Un deseo
contraproducente.
“El
mejor regalo para el viejo Santa habría sido obviar aquella
estrella”.
Papá Noel pasaba
los años enteros en casa con su familia. Él era un hombre risueño,
alto y barbudo, tanto que su extravagante y blanca barba le servía
en los meses más fríos en el Polo Norte. Aunque claro, allí nunca
había meses calurosos o templados; habitaba en la zona más gélida
que haya sido nunca visitada por el ser humano, o sus hermanos los
animales.
Allí, en el Polo
Norte, vivían infinidad de duendes, los cuales eran los encargados
de fabricar los juguetes de los niños. Mientras que ellos
trabajaban con tesón para hacer felices a los niños, Papá Noel
dedicaba su tiempo a observar con una pantalla mágica a todos los
niños, y los clasificaba en dos listas. La primera, la lista de
color rojo, comprendía a todos aquellos niños que habían sido
buenos, empáticos, respetuosos y responsables, por lo que iban a ser
recompensados. Sin embargo, la lista negra era una recopilación de
nombres de niños que habían sido racistas, irrespetuosos,
irresponsables y desobedientes.
¿Se ha preguntado
alguien alguna vez cómo fue la infancia de Papá Noel? Tuvo que
tenerla, pues las canas delatan su experiencia en la vida. ¿Qué
tuvo que sucederle para ser el hombre más querido por todos los
niños del globo terrestre?
Cuando el joven
Claus no era más que un adolescente, andaba enamorado de una chica
rubia, de ojos azules, azules como el mar en las últimas horas de un
atardecer acompañado. Todos sabemos lo que mejora un atardecer en la
playa cuando estamos acompañados, y eso es lo que él sentía cuando
la miraba. Para ponerle un nombre a esta chica elegiremos un pequeño
seudónimo por respeto a esta nuestra adolescente. A partir de ahora,
la llamaremos “Celeste”, como su tonalidad ocular.
Claus llevaba cuatro
años soñando despierto con hacerla reír a diario, cogerla de la
mano y pasear con ella largas tardes por la orilla de la playa,
dejando un largo recorrido de huellas. La gente que paseara por la
orilla a la vez que ambos, se preguntaría de quiénes podrían ser
dichas huellas, lo que haría a Claus exhalar aire profundamente,
cerrar los ojos y sonreír.
La pobre Celeste
tuvo un tropiezo sentimental con el tío más atractivo de todo el
instituto, lo que la hizo llorar como nunca lo había hecho. Su
corazón estaba roto, llevaba desde pequeña cuidándolo, y al
entregárselo a este chico, él no hizo más que destrozarlo.

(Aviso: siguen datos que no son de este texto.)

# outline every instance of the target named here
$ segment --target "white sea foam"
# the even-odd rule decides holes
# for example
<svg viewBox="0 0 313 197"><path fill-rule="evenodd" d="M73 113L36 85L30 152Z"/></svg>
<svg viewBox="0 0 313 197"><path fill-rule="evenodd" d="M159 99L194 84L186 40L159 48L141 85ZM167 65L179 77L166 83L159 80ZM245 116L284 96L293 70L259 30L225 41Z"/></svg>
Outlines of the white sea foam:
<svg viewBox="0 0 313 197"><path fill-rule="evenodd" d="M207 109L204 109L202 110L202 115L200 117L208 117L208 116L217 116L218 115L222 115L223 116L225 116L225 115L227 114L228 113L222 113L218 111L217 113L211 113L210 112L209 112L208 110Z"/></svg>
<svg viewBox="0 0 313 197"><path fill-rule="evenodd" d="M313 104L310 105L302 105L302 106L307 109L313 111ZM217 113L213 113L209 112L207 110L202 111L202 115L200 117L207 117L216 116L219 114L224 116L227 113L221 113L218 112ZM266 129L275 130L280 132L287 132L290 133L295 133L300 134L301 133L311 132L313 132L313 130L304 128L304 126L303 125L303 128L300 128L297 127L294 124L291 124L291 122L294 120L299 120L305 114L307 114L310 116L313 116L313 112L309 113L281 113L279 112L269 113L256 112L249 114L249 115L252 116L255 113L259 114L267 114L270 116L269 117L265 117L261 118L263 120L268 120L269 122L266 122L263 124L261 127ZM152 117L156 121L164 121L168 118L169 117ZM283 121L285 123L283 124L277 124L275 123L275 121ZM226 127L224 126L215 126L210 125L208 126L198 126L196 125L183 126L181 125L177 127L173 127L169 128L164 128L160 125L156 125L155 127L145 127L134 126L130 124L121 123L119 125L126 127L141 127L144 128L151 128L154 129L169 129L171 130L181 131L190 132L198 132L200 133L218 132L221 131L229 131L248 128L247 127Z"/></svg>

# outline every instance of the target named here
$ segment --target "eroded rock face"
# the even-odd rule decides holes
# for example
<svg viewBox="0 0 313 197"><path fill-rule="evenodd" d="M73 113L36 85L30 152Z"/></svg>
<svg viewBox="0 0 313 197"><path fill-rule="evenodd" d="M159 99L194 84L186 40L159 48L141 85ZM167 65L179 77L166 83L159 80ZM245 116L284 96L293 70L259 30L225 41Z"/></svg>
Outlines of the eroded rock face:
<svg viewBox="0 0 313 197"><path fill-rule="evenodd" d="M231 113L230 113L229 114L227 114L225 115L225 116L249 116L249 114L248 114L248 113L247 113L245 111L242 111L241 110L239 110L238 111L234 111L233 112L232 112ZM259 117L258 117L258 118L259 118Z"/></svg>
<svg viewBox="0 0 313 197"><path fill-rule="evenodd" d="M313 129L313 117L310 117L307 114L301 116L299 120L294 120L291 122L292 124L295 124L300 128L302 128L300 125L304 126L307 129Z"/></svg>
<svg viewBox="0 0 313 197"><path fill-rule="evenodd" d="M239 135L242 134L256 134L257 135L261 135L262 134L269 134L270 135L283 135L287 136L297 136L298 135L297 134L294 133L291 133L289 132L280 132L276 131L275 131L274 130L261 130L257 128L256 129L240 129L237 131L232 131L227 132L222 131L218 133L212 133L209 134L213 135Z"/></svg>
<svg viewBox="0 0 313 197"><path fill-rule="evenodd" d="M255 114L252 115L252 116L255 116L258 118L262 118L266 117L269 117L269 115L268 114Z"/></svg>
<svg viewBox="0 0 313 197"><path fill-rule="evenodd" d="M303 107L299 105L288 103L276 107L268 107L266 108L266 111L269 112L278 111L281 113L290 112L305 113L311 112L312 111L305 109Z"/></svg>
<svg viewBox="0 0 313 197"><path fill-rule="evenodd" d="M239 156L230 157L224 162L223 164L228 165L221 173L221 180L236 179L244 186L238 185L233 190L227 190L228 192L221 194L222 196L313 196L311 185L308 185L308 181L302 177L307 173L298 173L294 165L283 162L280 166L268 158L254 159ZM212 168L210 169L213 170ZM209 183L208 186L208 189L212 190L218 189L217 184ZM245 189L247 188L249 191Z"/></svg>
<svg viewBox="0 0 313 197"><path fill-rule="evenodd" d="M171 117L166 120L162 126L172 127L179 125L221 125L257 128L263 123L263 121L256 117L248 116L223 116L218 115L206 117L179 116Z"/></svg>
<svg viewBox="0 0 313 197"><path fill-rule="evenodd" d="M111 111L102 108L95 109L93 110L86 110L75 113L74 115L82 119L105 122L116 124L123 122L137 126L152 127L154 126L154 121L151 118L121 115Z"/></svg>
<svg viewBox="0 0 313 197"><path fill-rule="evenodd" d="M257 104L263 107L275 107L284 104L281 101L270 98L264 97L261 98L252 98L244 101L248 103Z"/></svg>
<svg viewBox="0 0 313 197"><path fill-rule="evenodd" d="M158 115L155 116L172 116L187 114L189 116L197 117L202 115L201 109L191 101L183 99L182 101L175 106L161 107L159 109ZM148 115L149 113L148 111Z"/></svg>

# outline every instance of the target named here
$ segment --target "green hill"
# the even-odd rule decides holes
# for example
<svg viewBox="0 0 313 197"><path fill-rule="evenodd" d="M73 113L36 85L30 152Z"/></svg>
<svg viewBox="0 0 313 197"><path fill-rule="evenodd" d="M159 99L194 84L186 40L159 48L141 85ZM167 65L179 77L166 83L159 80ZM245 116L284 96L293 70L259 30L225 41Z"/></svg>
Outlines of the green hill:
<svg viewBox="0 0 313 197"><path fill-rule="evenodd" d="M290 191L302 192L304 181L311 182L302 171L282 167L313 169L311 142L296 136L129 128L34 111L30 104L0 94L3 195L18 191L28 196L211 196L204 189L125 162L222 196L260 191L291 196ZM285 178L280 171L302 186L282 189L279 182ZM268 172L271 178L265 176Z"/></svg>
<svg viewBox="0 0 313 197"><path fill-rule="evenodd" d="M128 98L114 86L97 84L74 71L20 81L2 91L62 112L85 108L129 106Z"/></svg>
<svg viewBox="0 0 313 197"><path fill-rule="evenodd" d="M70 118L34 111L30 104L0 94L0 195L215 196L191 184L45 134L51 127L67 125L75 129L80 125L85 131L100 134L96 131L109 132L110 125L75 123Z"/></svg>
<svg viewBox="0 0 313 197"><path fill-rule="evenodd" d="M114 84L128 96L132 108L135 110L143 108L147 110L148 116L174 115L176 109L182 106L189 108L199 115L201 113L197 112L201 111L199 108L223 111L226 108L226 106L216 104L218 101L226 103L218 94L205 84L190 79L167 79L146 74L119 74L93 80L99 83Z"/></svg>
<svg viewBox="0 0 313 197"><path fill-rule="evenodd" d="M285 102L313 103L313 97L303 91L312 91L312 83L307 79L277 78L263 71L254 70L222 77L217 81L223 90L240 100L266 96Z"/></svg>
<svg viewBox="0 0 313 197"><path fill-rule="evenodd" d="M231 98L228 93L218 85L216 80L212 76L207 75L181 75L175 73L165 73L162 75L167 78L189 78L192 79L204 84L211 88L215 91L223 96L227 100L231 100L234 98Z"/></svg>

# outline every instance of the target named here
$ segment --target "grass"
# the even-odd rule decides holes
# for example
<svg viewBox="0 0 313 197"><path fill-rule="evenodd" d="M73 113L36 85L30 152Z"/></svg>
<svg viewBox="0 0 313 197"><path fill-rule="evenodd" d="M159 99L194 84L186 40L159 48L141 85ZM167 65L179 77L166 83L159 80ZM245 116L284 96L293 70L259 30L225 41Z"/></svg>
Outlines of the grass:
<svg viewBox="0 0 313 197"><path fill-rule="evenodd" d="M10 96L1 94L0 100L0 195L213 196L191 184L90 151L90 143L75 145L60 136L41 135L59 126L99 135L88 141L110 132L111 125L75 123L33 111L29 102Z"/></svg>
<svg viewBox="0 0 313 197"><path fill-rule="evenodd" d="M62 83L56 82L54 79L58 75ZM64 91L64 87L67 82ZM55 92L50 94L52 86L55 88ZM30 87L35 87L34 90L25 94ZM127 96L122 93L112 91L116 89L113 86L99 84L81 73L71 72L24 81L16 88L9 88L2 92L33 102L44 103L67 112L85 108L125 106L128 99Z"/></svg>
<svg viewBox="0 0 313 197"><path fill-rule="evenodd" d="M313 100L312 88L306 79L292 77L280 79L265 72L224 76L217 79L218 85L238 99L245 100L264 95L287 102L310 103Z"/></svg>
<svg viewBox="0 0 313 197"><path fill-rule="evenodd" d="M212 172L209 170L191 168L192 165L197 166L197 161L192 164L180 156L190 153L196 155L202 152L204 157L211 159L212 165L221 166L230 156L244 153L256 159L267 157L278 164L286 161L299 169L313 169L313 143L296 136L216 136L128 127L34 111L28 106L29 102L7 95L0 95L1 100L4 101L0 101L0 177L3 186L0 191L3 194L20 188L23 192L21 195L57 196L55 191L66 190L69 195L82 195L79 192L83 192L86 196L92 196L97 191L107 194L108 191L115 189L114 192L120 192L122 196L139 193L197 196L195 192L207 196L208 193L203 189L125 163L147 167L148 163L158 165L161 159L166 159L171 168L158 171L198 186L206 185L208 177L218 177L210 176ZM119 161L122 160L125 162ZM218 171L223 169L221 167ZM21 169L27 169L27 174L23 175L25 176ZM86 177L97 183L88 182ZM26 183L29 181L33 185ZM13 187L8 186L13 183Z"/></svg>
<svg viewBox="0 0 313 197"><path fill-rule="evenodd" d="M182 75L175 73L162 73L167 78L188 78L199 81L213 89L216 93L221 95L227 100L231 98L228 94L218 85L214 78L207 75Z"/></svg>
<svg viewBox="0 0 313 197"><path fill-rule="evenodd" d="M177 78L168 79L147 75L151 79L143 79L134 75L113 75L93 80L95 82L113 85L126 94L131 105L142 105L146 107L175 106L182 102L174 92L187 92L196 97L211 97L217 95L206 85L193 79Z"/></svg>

Llamaremos a este varón “Mario”.
Claus, preocupado
por ella, intentó por todos los medios que conocía ayudar a
Celeste, hacerla reír y que olvidase a ese gañán. Y así fue.
Celeste y Claus
llegaron a ser verdaderos amigos, los mejores que había. En clase se
defendían mutuamente ante ataques externos y, al llegar a casa,
mantenían largas charlas por teléfono para estar en continuo
contacto. Pero tal y como Claus soñaba, empezaron una relación
amorosa, y todo iba sobre ruedas. Abundaban las risas que provocan
dolor de barriga, las carcajadas que te dejan sin aire en los
pulmones y los abrazos que, si pudiesen hablar, nos harían llorar a
todos. Su relación era ideal.
Poco tiempo después,
Claus estaba tumbado en la arena de la playa con la cabecita de
Celeste apoyada en la barriga cuando en mitad de esa oscura noche una
estrella fugaz extremadamente luminosa cruzó el cielo, y se dirigió
hacia él. La estrella avanzaba rompiendo la noche y Celeste dormía.
Él deseó con todas sus fuerzas que no le pasase nada a su futura
mujer, y a cambio haría feliz a todos los que lo mereciesen. Y algo
ocurrió.
Claus asegura que lo
único que recuerda es ver un corpúsculo gigante rodeado de fuego
caer a pocos metros de él, y, de repente, vivió sus siguientes
cincuenta y siete años en cincuenta y siete segundos. En algo menos
de un minuto se vio encadenado mágicamente allí, en el Polo Norte.
No sabe cómo llegó allí, cómo le creció esa incómoda barba ni
cómo tuvo la destreza de adiestrar a nueve revoltosos renos
voladores. Desconoce la razón de que toda una infantería de duendes
fabrique todo cuanto diga, y por qué vive sonriendo. Él, en el
fondo, no es feliz. Pero una fuerza interna lo obliga a hacer sus
tareas diarias, y a repartir regalos a los niños.
Cada día llega a
casa y saluda a Celeste. Ella, le hace siempre su comida favorita,
aunque realmente no le gusta. Santa odia su ridículo traje rojo, su
ancho cinturón negro y esas botas tan desmesuradas. También le
disgusta ese frío que recorre sus huesos, esa barriga que no tenía
de joven y el sonido de los cascabeles de sus renos.
Esta es la triste
historia de un sonriente y risueño viejo, que por dentro odia serlo.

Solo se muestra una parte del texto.